In Asia, in comparison to the United States or Europe, the underlying economies are still growing, driven by growth in manufacturing and increasing standards of living. This growth means that, despite energy efficiencies, the overall electricity load will grow, and some of that growth will be served through renewables, explains Martin Hauske, Managing Director for Accenture Smart Grid Services in Asia Pacific, who will be speaking at Asian Utility Week 2015.
New capabilities for renewables growth
Renewables are certainly changing the technology landscape, says Hauske. Distribution utilities are becoming intelligent grid operators and distribution platform integrators. New capabilities like storage, virtual power plant and demand response will be necessary for that shift.
In mature Asian economies, such as Japan, distribution grids may carry less load in the future but, overall, loads across Asia will increase. So, in developing economies like Indonesia or Thailand, integrating renewables would complement the countries’ growth and could help enhance energy security, energy access, resilience and sustainability.
Looking at Europe, the integration of different grids has contributed to greater energy security and the ability to absorb more intermittent generation like wind or solar. Hauske points out that the ASEAN Power Grid (APG) could bring major benefits to the region’s grid but issues around power trading and emission schemes would have to coordinate for the commercial side to be successful.
Some utilities are taking advantage of microgrid technologies to lower the cost to serve customers in remote areas. Other than increasing access to power, microgrids also improve the reliability of power supply. Hauske points out that there is significant microgrid development in Australia, Thailand and Indonesia.
Smart grid will optimize operations
Hauske adds that the smart grid offers Asian utilities the opportunity to do more with less and improve reliability while managing network investments. “Utilities will also be able to deal with a whole new level of complexity coming from evolving energy consumer demands and the integration of distributed generation technologies. This is particularly important as we will likely see solar reaching grid parity in certain areas of the world, including Australia.”

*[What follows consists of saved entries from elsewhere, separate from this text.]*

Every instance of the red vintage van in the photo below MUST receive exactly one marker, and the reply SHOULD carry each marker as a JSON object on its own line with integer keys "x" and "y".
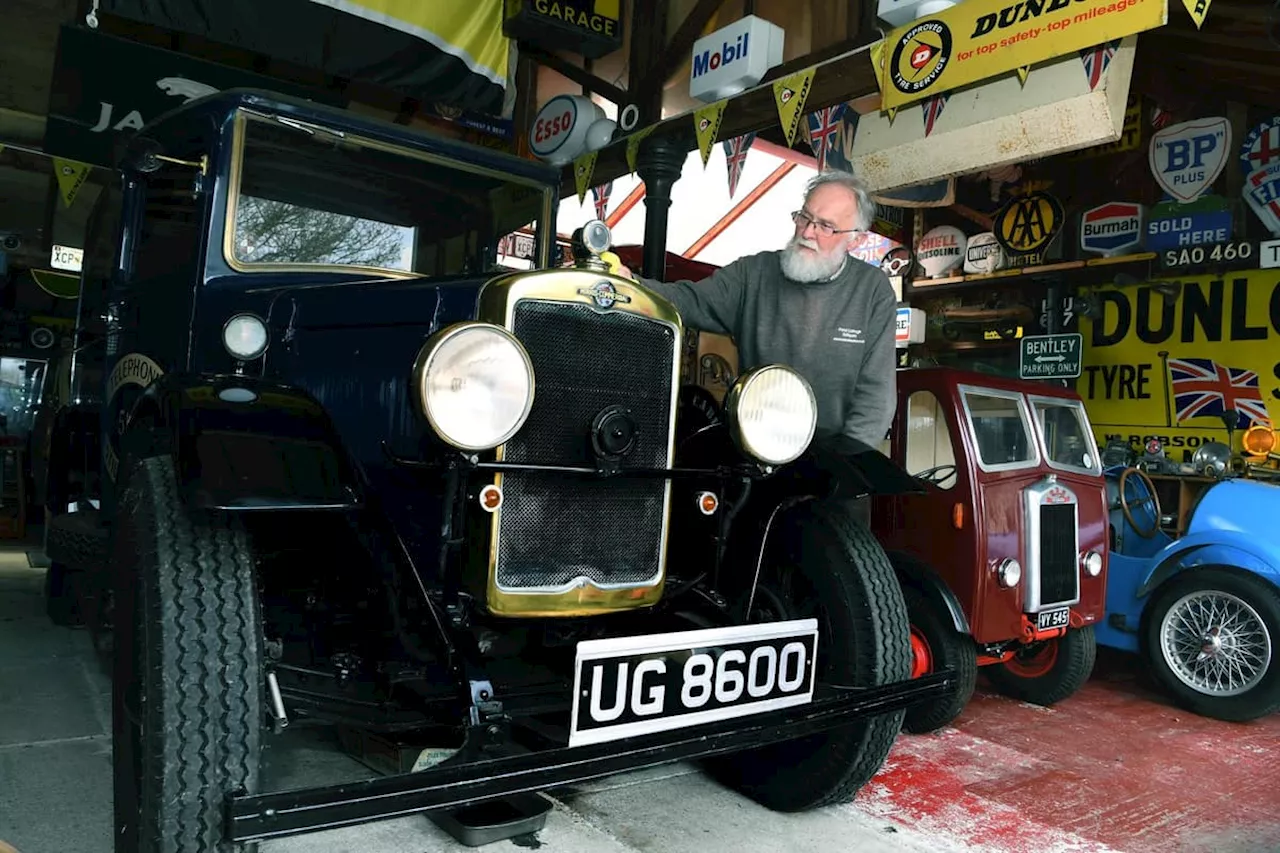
{"x": 1002, "y": 560}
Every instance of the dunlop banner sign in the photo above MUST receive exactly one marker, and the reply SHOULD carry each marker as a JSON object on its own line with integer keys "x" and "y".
{"x": 1164, "y": 361}
{"x": 982, "y": 39}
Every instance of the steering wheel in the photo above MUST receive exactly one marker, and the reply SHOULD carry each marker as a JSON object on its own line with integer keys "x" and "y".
{"x": 1127, "y": 507}
{"x": 937, "y": 474}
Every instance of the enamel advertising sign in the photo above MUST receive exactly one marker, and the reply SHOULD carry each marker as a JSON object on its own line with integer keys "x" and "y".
{"x": 1185, "y": 159}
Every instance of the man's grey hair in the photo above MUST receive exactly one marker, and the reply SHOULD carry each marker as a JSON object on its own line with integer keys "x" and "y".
{"x": 854, "y": 185}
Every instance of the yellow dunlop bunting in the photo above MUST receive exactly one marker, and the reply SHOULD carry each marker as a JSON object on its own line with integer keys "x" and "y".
{"x": 1198, "y": 10}
{"x": 71, "y": 177}
{"x": 789, "y": 96}
{"x": 978, "y": 40}
{"x": 707, "y": 126}
{"x": 634, "y": 145}
{"x": 583, "y": 170}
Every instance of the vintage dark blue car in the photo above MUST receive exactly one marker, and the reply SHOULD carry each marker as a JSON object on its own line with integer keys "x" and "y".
{"x": 353, "y": 471}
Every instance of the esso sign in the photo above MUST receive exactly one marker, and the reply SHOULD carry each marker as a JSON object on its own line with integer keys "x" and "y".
{"x": 568, "y": 126}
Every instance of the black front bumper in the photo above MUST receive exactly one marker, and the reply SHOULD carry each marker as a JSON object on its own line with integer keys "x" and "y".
{"x": 451, "y": 785}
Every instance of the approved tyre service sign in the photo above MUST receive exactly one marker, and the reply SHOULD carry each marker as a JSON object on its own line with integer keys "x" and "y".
{"x": 632, "y": 685}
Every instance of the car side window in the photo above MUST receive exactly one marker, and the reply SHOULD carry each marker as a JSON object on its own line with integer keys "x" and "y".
{"x": 929, "y": 452}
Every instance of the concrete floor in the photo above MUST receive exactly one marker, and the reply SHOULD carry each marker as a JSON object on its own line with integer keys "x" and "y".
{"x": 1112, "y": 770}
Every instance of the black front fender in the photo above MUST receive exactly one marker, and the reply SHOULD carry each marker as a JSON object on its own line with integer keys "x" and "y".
{"x": 242, "y": 443}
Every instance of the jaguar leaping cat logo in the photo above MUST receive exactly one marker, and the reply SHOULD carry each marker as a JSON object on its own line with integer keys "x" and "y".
{"x": 184, "y": 89}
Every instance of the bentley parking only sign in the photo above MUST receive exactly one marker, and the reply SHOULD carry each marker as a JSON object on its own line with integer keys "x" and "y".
{"x": 1185, "y": 159}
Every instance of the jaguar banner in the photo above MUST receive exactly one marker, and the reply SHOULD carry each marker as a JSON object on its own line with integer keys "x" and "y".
{"x": 979, "y": 40}
{"x": 1166, "y": 359}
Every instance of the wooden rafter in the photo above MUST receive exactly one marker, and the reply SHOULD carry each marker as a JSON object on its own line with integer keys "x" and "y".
{"x": 677, "y": 50}
{"x": 575, "y": 73}
{"x": 839, "y": 80}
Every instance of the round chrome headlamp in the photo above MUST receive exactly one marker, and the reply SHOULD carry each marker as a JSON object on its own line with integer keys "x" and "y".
{"x": 475, "y": 384}
{"x": 245, "y": 337}
{"x": 772, "y": 414}
{"x": 1009, "y": 571}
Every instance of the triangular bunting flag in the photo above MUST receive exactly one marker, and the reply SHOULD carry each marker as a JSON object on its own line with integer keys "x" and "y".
{"x": 735, "y": 155}
{"x": 789, "y": 96}
{"x": 71, "y": 177}
{"x": 1096, "y": 60}
{"x": 602, "y": 200}
{"x": 932, "y": 110}
{"x": 823, "y": 127}
{"x": 877, "y": 54}
{"x": 707, "y": 127}
{"x": 1198, "y": 10}
{"x": 583, "y": 169}
{"x": 634, "y": 145}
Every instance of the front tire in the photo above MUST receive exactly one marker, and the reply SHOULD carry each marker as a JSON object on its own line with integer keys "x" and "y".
{"x": 187, "y": 705}
{"x": 1047, "y": 671}
{"x": 832, "y": 568}
{"x": 1211, "y": 637}
{"x": 936, "y": 644}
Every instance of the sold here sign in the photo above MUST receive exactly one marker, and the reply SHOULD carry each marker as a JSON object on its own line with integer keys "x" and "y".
{"x": 977, "y": 40}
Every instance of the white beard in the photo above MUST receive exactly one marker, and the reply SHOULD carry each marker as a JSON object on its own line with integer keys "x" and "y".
{"x": 809, "y": 267}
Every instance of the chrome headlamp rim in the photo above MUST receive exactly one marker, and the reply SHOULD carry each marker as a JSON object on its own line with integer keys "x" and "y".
{"x": 424, "y": 357}
{"x": 266, "y": 336}
{"x": 735, "y": 395}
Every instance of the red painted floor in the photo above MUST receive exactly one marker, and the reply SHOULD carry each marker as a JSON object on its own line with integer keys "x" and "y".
{"x": 1115, "y": 769}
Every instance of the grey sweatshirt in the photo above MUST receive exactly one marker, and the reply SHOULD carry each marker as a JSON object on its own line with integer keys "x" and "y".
{"x": 837, "y": 334}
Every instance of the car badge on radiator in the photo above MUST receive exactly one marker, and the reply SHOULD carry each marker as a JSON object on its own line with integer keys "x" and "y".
{"x": 604, "y": 295}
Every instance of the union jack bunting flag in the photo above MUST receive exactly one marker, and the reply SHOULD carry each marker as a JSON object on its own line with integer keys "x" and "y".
{"x": 823, "y": 127}
{"x": 932, "y": 112}
{"x": 1096, "y": 60}
{"x": 735, "y": 155}
{"x": 1205, "y": 388}
{"x": 602, "y": 199}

There are also cost-efficiency benefits from advanced analytics, and technology innovation may help to reduce environmental impact.
Overall, Hauske says that Asia will take a “phased approach” to the widespread adoption of smart grid technologies. He explains, “We’re seeing governments asking utilities to develop smart grid roadmaps, including business cases. We will see those systems in immediate need of upgrades, such as distribution management systems, prioritized and complemented by other technologies such as storage, virtual power plants that offer affordable renewables integration and smart metering deployments.”
Storage-the game changer
Other than microgrids, Hauske views storage as a game changer. He says that many in the energy industry are amazed at the speed at which costs have come down. Many select automakers and semiconductor companies are setting up mega factories and increasing global lithium-ion battery production capacity significantly. “We’ll likely see that continue, which in turn helps lower the cost and speed of adoption.”
“The tipping point for me is if you compare the cost of storage to distributed generation, like peaking generators or gas-fired power plants, the cost per megawatt has already reached parity. So instead of setting up peaking generators to run one hour at noon time, you set up a battery, load it up overnight and then use that battery at noon time instead. With solar also reducing peak demand, this changes the design of the grid.”
“From my perspective, I think utilities should consider quick adoption of storage to reduce the cost of integrating renewables and give themselves more options in running the business.”